It might as well be Harry Potter’s invisible Knight Bus, because no one can prove it exists.
“Magically, all of them needed to register and vote at the same time,” Ms. Engelbrecht said. “Do you think maybe they registered falsely under false pretenses? Probably so.”
Weeks later, another True the Vote representative told a meeting of conservative women about a bus seen at a San Diego polling place in 2010 offloading people “who did not appear to be from this country.”
Officials in both San Diego and Wisconsin said they had no evidence that the buses were real. “It’s so stealthy that no one is ever able to get a picture and no one is able to get a license plate,” said Reid Magney, a spokesman for the Wisconsin agency that oversees elections. In some versions the bus is from an Indian reservation; in others it is full of voters from Chicago or Detroit. “Pick your minority group,” he said.
The buses are part of the election fraud gospel according to True the Vote, which is mobilizing a small army of volunteers to combat what it sees as a force out to subvert elections. Ms. Engelbrecht’s July speech in Montana was titled “Voter Fraud: The Plot to Undermine American Democracy.”
True the Vote’s plan is to scrutinize the validity of voter registration rolls and voters who appear at the polls. Among those in their cross hairs: noncitizens who are registered to vote, those without proper identification, others who may be registered twice, and dead people. In Ohio and Indiana, True the Vote recently filed lawsuits to force officials to clean up voter rolls.
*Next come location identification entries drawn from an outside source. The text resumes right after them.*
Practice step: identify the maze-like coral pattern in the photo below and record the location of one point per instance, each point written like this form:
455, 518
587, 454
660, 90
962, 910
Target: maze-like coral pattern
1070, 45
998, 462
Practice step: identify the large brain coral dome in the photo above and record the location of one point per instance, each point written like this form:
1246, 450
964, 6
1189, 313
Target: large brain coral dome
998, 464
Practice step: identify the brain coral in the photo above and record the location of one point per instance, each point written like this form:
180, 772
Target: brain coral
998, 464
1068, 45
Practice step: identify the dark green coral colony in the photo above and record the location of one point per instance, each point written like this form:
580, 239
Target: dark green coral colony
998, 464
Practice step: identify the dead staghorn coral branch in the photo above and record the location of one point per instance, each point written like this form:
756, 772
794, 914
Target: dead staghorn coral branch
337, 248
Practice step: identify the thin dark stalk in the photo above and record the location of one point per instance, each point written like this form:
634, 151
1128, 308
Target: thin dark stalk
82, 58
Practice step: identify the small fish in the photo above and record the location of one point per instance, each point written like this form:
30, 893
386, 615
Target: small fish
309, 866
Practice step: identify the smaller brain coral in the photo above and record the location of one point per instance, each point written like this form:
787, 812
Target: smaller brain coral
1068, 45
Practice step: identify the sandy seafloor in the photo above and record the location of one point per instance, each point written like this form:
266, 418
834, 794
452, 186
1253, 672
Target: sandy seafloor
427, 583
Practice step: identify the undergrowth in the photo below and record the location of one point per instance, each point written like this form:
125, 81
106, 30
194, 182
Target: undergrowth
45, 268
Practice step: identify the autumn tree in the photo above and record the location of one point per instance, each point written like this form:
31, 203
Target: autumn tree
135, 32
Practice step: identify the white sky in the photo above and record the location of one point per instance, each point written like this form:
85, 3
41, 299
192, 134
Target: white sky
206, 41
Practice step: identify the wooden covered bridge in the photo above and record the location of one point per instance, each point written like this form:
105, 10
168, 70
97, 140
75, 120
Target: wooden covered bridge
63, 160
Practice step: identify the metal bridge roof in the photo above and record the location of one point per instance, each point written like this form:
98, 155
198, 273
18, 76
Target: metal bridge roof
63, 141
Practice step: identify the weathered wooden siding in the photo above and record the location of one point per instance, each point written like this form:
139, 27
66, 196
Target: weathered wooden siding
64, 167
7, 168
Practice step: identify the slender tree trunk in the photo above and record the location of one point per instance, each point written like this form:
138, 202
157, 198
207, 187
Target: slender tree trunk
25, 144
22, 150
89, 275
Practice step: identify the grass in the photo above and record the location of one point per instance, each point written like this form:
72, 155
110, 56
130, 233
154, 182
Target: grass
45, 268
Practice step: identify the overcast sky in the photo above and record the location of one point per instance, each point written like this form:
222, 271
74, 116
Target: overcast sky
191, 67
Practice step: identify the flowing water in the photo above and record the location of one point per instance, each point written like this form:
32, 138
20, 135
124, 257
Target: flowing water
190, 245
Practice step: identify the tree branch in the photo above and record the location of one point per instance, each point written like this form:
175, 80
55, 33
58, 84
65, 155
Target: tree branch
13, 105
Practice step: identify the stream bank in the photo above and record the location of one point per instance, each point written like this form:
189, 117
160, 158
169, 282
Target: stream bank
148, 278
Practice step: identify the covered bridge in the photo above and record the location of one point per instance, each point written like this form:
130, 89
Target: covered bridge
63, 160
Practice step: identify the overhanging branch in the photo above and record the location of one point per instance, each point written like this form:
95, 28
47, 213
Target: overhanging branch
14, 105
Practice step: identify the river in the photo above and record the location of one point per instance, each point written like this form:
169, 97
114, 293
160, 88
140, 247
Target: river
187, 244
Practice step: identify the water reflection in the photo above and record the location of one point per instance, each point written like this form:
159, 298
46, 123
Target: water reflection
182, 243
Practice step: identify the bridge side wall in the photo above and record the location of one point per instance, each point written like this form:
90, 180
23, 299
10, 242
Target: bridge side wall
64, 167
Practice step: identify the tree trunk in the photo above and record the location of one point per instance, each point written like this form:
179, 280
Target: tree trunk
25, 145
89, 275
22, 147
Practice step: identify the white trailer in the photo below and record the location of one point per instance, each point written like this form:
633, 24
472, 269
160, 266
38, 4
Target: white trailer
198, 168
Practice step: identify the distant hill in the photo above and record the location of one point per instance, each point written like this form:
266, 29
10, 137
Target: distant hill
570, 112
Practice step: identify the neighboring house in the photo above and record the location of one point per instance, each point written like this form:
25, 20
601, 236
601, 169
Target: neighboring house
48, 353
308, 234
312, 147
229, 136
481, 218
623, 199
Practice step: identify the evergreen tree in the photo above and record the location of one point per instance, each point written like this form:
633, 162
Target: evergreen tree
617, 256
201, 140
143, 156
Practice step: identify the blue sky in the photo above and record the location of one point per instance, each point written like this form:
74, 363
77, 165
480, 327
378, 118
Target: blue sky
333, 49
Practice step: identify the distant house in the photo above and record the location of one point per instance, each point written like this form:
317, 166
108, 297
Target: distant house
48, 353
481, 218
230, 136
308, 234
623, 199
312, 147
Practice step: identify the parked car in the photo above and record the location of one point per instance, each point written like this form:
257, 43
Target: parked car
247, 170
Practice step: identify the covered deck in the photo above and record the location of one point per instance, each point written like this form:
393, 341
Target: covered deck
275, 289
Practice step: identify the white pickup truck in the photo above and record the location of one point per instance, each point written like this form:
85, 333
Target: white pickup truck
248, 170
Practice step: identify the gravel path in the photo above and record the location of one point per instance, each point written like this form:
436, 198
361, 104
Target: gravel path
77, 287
Efforts to tighten voter requirements have become a major issue in the presidential election. Over the last few years, many states have passed voter identification laws, and many of those are being challenged in court.
Now, a network of conservative groups is waging an aggressive campaign on the ground. In a report this month, the liberal-leaning organizations Common Cause and Demos cited True the Vote as the central player in this effort, which it called a threat to the fundamental right to vote.
“It is not about party or politics; it is about principle,” Ms. Engelbrecht said.
While she portrays True the Vote as nonpartisan, it grew out of a Tea Party group, King Street Patriots, that she founded in Texas. An examination shows that it has worked closely with a variety of well-financed organizations, many unabashed in their desire to defeat President Obama.